In Marocco, circa due anni fa, parcheggiai la Land Rover 110 in un dei tanti villaggi, immerso negli olivi, a circa venti chilometri a sud di Marrakesch. Rimasi ospite di una famiglia per circa 12 giorni. Solo Mohammed, ventenne, parlava un po' di francese, invece il fratello minore, le due sorelle, anche loro un po' più giovani, assieme alla sorellina di sette anni e ai genitori, parlavano solamente berbero. La loro abitazione era la classica casa in pisè (fango e paglia pressati) affiancata ad altre, era priva di elettricità, e l'acqua si estraeva con secchio e corda dal pozzo interno. Finalmente dopo i primi giorni, passato il comprensibile imbarazzo nei confronti di una persona estranea, mi fecero partecipare al loro ritmo di vita quotidiano. Governare gli animali, coltivare l'orto, e svolgere le faccende domestiche.Una vita semplice, che a prima impressione avevo giudicato povera, ma con il passare del tempo, mi accorsi che in quella semplicità c'era nascosta una ricchezza. A quella famiglia non mancava nulla; avevano un orto (coltivato con tecniche diverse dai nostri), una mucca, capre, galline un asino anche qualche pecorella. I primi tempi mi facevano mangiare da solo in disparte, nel loro salotto, ma poi finalmente mi fecero mangiare con loro in cucina. Qui il pavimento era di terra battuta, non c'erano mobili, e nemmeno la luce elettrica. In un angolo, accovacciato, un piccolo forno in terracotta alimentato con sterco di vacca, e proprio sopra un buco nel soffitto per la fuoriuscita del fumo. In un'altro angolo un piccolo mulino in pietra, manuale. Ovviamente le pareti erano prive di piastrelle si vedeva solo terra pressata. Eppure non c'era sporcizia, tutto sembrava così pulito e dignitoso; il semplice ed essenziale pentolame, era lavato e diligentemente sistemato tutti i giorni immediatamente dopo i pranzi.
Con loro ho collaborato al lavoro nei campi, e ho aiutato a scavare più in profondità il loro pozzo dell'orto (sono sceso a oltre 40 metri di profondità per riempire di pantano i secchi ricavati dai copertoni). Ho mangiato il loro pane, il formaggio, il miele, il loro Couscous e le verdure, ho bevuto il loro thè e il latte, ma soprattutto ho respirato la loro semplicità e felicità. Ecco qual è la loro ricchezza. Non so se riuscirei a vivere tutta la mia vita la, assieme a loro. Anche se non parlavo la loro lingua percepivo i loro sentimenti le emozioni fatti di tenerezza e aprezzato la loro tenerezza, e semplice umorismo e tutto. Queste emozioni, vissute al solo lume di una candela, tra quelle mura fatte di fango e paglia, mi hanno fatto riflettere a molte cose. Il mio pensiero è andato a quelle famiglie che conosco in Italia, perché sono la mia o quelle dei miei conoscenti; in nessuna di esse ho mai percepito una simile atmosfera. Da noi, ognuno ha le proprie attività, i figli si rifugiano nelle loro camerette super accessoriate, mentre i genitori carichi e stressati dal lavoro corrono come forsennati avanti e in dietro. L'atmosfera famigliare è spesso marcata dal rumore dei due o tre televisori accesi nelle varie stanze mentre ognuno sta per i fatti propri. I sentimenti non sono condivisi. Che tristezza!

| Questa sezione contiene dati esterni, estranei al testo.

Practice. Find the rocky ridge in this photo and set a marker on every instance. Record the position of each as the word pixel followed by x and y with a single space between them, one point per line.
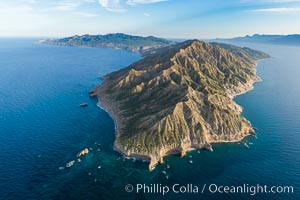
pixel 179 98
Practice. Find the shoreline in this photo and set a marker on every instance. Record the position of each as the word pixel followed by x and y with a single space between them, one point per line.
pixel 112 111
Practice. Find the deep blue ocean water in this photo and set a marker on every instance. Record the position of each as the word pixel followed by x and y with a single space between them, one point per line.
pixel 42 128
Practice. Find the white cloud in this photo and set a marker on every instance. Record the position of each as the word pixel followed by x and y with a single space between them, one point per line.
pixel 116 5
pixel 112 5
pixel 85 14
pixel 65 6
pixel 277 10
pixel 136 2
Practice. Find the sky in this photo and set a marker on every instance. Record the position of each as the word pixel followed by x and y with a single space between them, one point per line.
pixel 202 19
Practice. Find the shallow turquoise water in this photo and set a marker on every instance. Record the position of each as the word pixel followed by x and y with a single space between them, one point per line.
pixel 42 128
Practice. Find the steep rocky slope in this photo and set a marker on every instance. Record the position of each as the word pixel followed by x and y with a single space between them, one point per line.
pixel 179 98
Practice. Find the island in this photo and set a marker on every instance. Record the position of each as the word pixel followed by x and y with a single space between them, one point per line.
pixel 179 98
pixel 142 45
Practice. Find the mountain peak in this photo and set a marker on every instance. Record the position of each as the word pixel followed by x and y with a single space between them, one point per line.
pixel 179 98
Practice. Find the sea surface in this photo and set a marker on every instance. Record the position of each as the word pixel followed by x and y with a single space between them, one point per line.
pixel 42 128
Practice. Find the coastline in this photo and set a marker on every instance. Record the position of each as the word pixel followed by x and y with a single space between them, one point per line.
pixel 153 160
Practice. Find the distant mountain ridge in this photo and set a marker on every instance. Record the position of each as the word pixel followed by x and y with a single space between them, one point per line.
pixel 179 98
pixel 271 39
pixel 143 45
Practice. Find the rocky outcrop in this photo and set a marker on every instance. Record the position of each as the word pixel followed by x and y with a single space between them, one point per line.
pixel 180 98
pixel 83 152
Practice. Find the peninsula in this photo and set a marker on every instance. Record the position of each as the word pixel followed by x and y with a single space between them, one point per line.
pixel 179 98
pixel 143 45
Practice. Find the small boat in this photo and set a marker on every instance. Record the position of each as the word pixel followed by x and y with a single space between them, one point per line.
pixel 83 105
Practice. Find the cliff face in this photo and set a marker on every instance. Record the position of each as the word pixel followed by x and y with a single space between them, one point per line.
pixel 180 98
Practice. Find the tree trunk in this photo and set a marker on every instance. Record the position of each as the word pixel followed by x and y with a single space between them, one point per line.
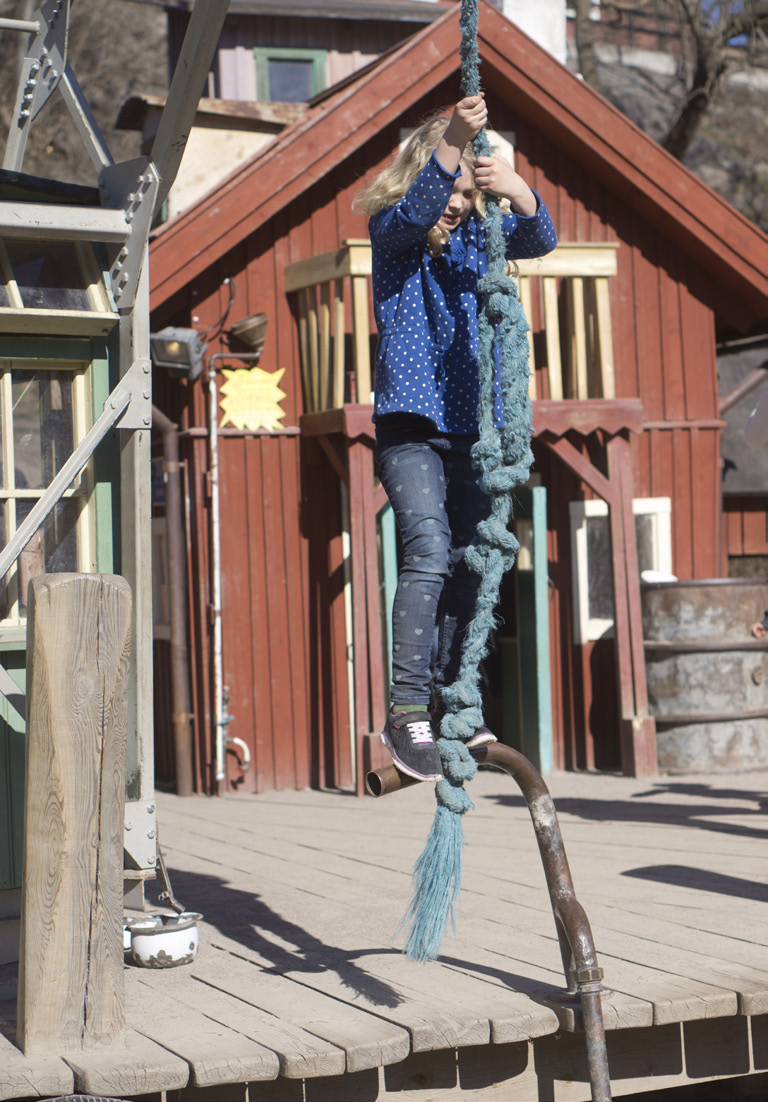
pixel 710 68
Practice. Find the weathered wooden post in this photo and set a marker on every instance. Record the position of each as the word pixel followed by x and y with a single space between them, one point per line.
pixel 71 978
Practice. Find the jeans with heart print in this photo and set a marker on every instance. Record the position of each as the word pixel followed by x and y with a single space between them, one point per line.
pixel 437 503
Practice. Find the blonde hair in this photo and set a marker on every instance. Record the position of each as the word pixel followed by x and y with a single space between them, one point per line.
pixel 388 186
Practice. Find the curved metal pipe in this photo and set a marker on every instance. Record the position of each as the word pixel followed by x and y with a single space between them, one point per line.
pixel 583 975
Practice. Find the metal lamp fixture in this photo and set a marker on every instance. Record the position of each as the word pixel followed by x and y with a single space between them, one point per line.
pixel 177 349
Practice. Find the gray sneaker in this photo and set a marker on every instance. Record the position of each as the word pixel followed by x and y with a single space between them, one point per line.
pixel 410 739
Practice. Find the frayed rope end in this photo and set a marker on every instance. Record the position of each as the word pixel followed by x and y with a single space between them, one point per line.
pixel 437 883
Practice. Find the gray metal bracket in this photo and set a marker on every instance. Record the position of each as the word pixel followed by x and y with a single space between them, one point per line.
pixel 41 72
pixel 128 407
pixel 130 186
pixel 140 835
pixel 138 382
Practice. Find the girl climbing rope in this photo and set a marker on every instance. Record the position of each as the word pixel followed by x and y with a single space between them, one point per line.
pixel 428 256
pixel 454 419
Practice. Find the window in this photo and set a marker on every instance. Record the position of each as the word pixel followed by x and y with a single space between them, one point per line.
pixel 288 75
pixel 44 413
pixel 593 595
pixel 52 287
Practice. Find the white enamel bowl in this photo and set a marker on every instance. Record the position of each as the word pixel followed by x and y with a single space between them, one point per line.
pixel 164 940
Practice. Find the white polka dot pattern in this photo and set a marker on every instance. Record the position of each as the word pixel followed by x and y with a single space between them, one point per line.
pixel 426 308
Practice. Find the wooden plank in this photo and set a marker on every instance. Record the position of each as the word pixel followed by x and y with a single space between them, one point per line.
pixel 671 335
pixel 357 522
pixel 554 357
pixel 280 628
pixel 240 499
pixel 360 338
pixel 137 1068
pixel 605 339
pixel 367 1039
pixel 525 291
pixel 36 1076
pixel 71 983
pixel 301 1055
pixel 248 529
pixel 216 1054
pixel 379 981
pixel 339 334
pixel 294 550
pixel 324 337
pixel 579 382
pixel 312 339
pixel 304 346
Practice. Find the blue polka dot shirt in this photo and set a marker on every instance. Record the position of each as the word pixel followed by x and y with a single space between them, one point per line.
pixel 426 308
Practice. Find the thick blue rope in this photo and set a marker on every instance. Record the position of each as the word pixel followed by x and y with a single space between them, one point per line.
pixel 504 460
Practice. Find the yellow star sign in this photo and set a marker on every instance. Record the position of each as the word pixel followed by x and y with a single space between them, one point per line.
pixel 251 398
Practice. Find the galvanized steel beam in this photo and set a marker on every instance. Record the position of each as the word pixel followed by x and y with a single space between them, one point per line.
pixel 186 87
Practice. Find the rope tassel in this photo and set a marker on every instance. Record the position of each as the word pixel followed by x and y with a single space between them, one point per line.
pixel 504 458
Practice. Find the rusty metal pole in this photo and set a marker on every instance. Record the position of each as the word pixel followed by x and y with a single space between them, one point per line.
pixel 176 561
pixel 583 975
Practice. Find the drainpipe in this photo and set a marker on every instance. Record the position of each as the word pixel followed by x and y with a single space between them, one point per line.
pixel 180 659
pixel 222 721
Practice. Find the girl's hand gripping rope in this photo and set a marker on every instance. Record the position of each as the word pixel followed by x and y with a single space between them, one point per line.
pixel 469 116
pixel 496 175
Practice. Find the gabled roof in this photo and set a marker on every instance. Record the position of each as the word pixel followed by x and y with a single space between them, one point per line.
pixel 564 109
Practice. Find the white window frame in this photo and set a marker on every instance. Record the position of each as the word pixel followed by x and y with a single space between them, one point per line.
pixel 587 628
pixel 82 486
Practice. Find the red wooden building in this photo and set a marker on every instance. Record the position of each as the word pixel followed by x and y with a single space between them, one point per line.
pixel 625 389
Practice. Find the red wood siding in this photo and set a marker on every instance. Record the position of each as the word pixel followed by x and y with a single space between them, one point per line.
pixel 284 638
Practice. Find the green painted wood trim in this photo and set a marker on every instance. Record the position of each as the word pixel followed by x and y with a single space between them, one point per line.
pixel 15 346
pixel 11 777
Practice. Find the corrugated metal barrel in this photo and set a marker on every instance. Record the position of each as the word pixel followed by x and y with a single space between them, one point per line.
pixel 707 677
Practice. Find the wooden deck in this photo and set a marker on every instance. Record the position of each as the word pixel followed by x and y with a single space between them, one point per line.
pixel 300 990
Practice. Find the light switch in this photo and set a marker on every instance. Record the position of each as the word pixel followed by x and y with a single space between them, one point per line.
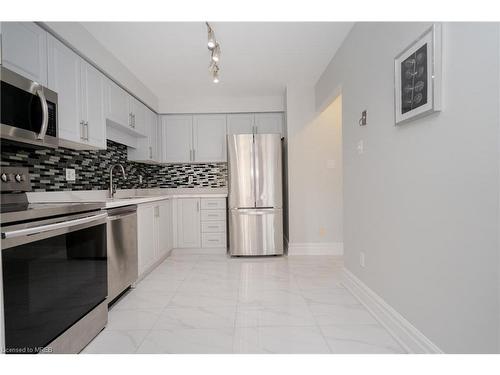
pixel 361 146
pixel 70 175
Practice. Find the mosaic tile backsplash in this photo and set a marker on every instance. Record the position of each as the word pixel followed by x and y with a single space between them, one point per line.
pixel 47 169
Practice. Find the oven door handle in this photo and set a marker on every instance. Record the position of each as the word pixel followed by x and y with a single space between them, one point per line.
pixel 50 227
pixel 45 113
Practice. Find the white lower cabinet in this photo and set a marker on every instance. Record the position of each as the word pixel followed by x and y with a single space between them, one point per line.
pixel 201 223
pixel 154 229
pixel 188 223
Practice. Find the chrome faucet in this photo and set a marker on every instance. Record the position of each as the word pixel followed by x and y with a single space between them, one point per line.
pixel 112 188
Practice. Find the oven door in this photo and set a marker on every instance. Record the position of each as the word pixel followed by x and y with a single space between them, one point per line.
pixel 28 111
pixel 54 273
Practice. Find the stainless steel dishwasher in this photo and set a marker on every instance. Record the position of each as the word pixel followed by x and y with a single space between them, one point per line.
pixel 122 249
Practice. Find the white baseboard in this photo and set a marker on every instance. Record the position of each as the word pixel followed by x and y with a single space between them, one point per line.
pixel 409 337
pixel 214 250
pixel 315 248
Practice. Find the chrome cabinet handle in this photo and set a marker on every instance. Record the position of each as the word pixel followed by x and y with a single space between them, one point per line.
pixel 82 130
pixel 86 130
pixel 45 113
pixel 49 227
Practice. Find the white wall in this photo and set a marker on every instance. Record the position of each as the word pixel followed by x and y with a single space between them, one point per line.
pixel 80 39
pixel 422 201
pixel 314 189
pixel 225 104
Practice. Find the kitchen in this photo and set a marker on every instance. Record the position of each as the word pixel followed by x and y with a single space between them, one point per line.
pixel 161 180
pixel 248 188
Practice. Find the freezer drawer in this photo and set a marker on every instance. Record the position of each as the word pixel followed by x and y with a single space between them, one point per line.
pixel 254 232
pixel 213 240
pixel 213 227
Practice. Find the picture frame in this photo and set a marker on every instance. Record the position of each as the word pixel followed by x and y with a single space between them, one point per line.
pixel 417 77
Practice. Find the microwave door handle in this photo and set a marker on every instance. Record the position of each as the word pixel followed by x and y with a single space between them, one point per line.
pixel 45 113
pixel 50 227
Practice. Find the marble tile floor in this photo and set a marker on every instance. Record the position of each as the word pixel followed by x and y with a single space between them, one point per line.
pixel 216 304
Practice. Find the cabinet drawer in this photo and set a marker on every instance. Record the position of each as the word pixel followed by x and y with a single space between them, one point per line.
pixel 213 240
pixel 213 203
pixel 213 215
pixel 213 227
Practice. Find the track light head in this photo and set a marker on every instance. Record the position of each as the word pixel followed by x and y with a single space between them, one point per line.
pixel 216 53
pixel 211 42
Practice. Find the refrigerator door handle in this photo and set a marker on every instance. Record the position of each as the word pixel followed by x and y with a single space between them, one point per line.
pixel 256 211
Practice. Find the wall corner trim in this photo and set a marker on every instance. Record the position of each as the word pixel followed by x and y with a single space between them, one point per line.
pixel 316 248
pixel 407 335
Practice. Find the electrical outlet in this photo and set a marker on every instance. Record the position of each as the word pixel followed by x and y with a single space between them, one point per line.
pixel 330 164
pixel 70 174
pixel 361 147
pixel 362 259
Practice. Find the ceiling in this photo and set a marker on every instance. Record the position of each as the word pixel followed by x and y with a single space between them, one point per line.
pixel 257 58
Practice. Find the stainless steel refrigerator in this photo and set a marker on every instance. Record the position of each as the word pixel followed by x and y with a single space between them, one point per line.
pixel 255 195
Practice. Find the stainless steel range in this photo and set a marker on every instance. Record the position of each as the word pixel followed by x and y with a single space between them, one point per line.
pixel 54 271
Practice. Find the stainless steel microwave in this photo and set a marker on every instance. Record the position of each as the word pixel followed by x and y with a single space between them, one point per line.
pixel 28 111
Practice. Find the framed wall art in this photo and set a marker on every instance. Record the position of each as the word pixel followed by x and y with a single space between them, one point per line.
pixel 417 77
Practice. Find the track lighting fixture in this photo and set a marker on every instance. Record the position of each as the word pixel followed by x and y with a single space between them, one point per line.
pixel 214 71
pixel 216 53
pixel 214 48
pixel 211 37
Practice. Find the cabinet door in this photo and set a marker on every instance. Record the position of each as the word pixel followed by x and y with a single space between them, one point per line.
pixel 24 50
pixel 137 111
pixel 93 105
pixel 209 138
pixel 188 223
pixel 241 123
pixel 269 123
pixel 153 135
pixel 146 236
pixel 177 138
pixel 117 104
pixel 64 78
pixel 164 227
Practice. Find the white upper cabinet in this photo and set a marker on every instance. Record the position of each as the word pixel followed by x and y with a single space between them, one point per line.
pixel 64 78
pixel 147 148
pixel 177 138
pixel 209 138
pixel 137 113
pixel 266 123
pixel 241 123
pixel 80 97
pixel 24 50
pixel 125 110
pixel 117 104
pixel 92 83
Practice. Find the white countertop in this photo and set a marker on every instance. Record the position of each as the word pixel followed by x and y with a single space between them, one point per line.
pixel 125 197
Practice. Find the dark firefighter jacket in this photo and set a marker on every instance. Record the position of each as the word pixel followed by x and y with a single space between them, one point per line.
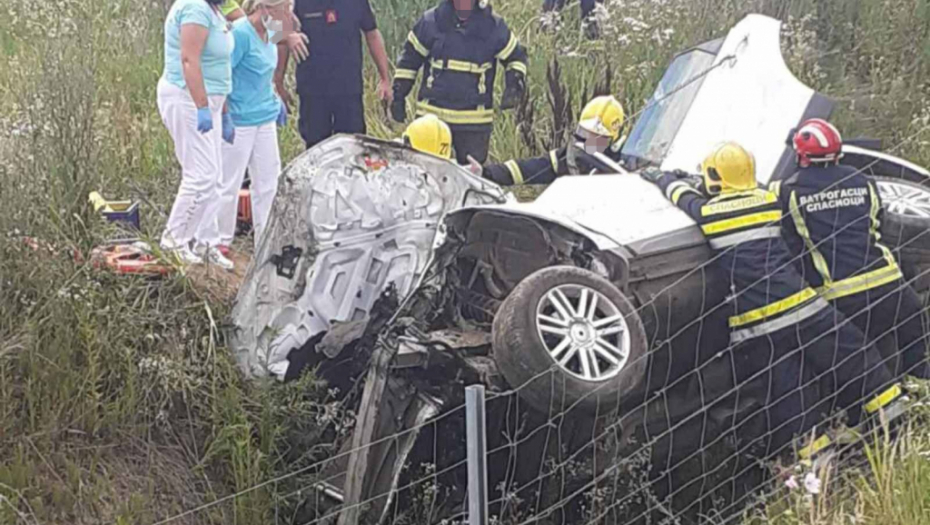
pixel 835 213
pixel 767 293
pixel 459 61
pixel 543 169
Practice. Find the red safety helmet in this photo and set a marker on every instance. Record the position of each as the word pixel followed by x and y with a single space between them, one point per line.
pixel 817 141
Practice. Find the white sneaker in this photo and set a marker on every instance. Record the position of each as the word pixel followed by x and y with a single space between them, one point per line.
pixel 185 256
pixel 212 255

Sopperisce il comfort delle nostre case alla mancanza di emozioni?
Quanto vale la nostra ricchezza?
Ci da la felicità?

E i poveri, come sono veramente?
Con quale lente li guardiamo?
Il nostro giudizio nei loro confronti è corretto?

Queste sono tutte domande alle quali sarebbe bene dare una risposta.
Ecco perché per me è molto importane capire quello che vedo nei luoghi dove mi reco ma è importante soprattutto guardare con nuovi occhi la mia società, la mia famiglia, il mio cuore!